A Canonical Curriculum Vitae

If you’ve been watching my vlog recently you’ll know that I’ve been curating my social media and a variety of social networks by either cleaning them up or removing them entirely.

It’s been one of the most freeing activities that I’ve done in a long time and it’s something that I can’t quite get enough of.

One of the things that I’ve mentioned is the “struggle” that I have with LinkedIn, especially because there is still some very good reasons to keep it around, namely the fact that I need a personal account to manage and administer the official page of my startup.

This is unfortunate but it is what it is I suppose.
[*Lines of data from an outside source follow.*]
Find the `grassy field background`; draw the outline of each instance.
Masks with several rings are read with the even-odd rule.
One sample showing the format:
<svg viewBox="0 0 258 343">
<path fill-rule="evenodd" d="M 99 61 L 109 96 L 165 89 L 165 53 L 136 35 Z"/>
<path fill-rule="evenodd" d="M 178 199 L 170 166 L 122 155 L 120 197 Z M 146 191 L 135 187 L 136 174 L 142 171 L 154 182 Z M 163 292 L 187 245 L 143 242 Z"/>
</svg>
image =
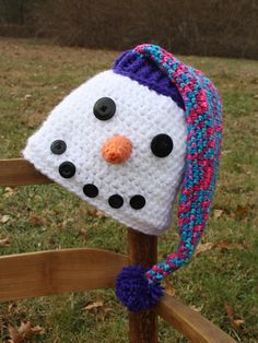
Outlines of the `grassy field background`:
<svg viewBox="0 0 258 343">
<path fill-rule="evenodd" d="M 17 157 L 26 139 L 72 88 L 110 68 L 117 52 L 61 48 L 44 40 L 0 40 L 0 157 Z M 180 57 L 203 70 L 224 104 L 221 170 L 198 256 L 169 277 L 175 296 L 236 341 L 258 341 L 258 62 Z M 177 245 L 176 224 L 159 240 L 159 257 Z M 97 247 L 126 252 L 126 227 L 58 186 L 0 188 L 0 255 Z M 90 305 L 90 306 L 89 306 Z M 91 308 L 92 307 L 92 308 Z M 43 330 L 26 342 L 128 342 L 127 311 L 113 291 L 0 305 L 0 342 L 9 326 Z M 186 342 L 160 321 L 160 342 Z"/>
</svg>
In due time I will, once and for all, leave LinkedIn and that’ll be great but for now I’ve figured out and worked on a very decent alternative and I spent the afternoon putting it together.

LinkedIn Settings

What I’ve essentially done is add a new page here on my blog which captures my work history and many (but not all) of the projects that I’ve worked on as a professional. Most of the content was a direct copy-and-paste from LinkedIn.

You can see it here.

In addition, I’ve cleaned up my LinkedIn profile to only show my current project and very little else.
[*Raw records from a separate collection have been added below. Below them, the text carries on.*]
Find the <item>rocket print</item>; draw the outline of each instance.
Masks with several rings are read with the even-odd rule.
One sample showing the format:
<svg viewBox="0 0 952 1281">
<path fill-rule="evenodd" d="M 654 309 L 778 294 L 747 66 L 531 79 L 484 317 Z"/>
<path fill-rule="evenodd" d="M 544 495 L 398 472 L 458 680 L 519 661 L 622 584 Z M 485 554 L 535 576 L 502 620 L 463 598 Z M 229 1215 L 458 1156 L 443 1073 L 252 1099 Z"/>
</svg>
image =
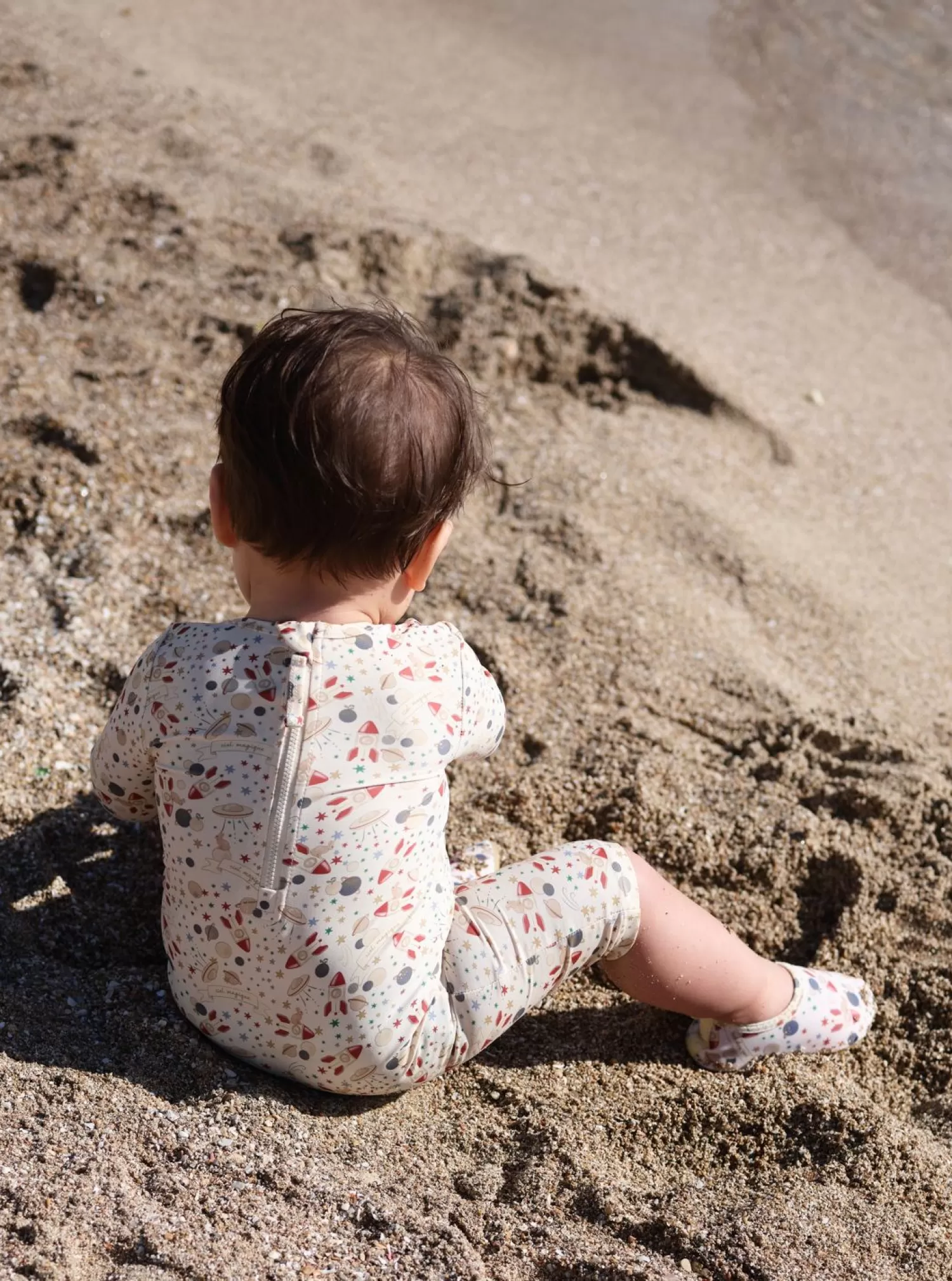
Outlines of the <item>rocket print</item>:
<svg viewBox="0 0 952 1281">
<path fill-rule="evenodd" d="M 454 884 L 446 766 L 505 725 L 448 624 L 177 623 L 92 755 L 118 817 L 158 816 L 179 1008 L 223 1049 L 342 1093 L 457 1067 L 568 975 L 621 954 L 638 894 L 575 843 Z"/>
</svg>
I actually had no idea you that you could choose with some level of granularity the amount visible on the profile.

The biggest change was removing the profile from public search engines, like Google. My hope that over time Google and the other search engines will smartly go to my new dedicated and canonical work history and de-list the LinkedIn profile from the public eye.

The reasons that I’ve spent the time doing this are as follows:

  1. Simplify the curation of my work history into a page that I fully control and manage. LinkedIn won’t last forever so it’s inevitable that I do this at some point in time.
  2. I get so much spam from LinkedIn that it’s not even funny. By removing myself from the public search engines and also the amount of metadata that LinkedIn has on me, I hope to reduce this significantly. I also just want LinkedIn to know less about me in its entirety.
  3. Move one step closer to removing LinkedIn from my life. I can imagine a future where I won’t need one (and it’s probably pretty soon and close) but for now this is a decent solution.

I’m happy about the results and the time, I believe, was well-spent.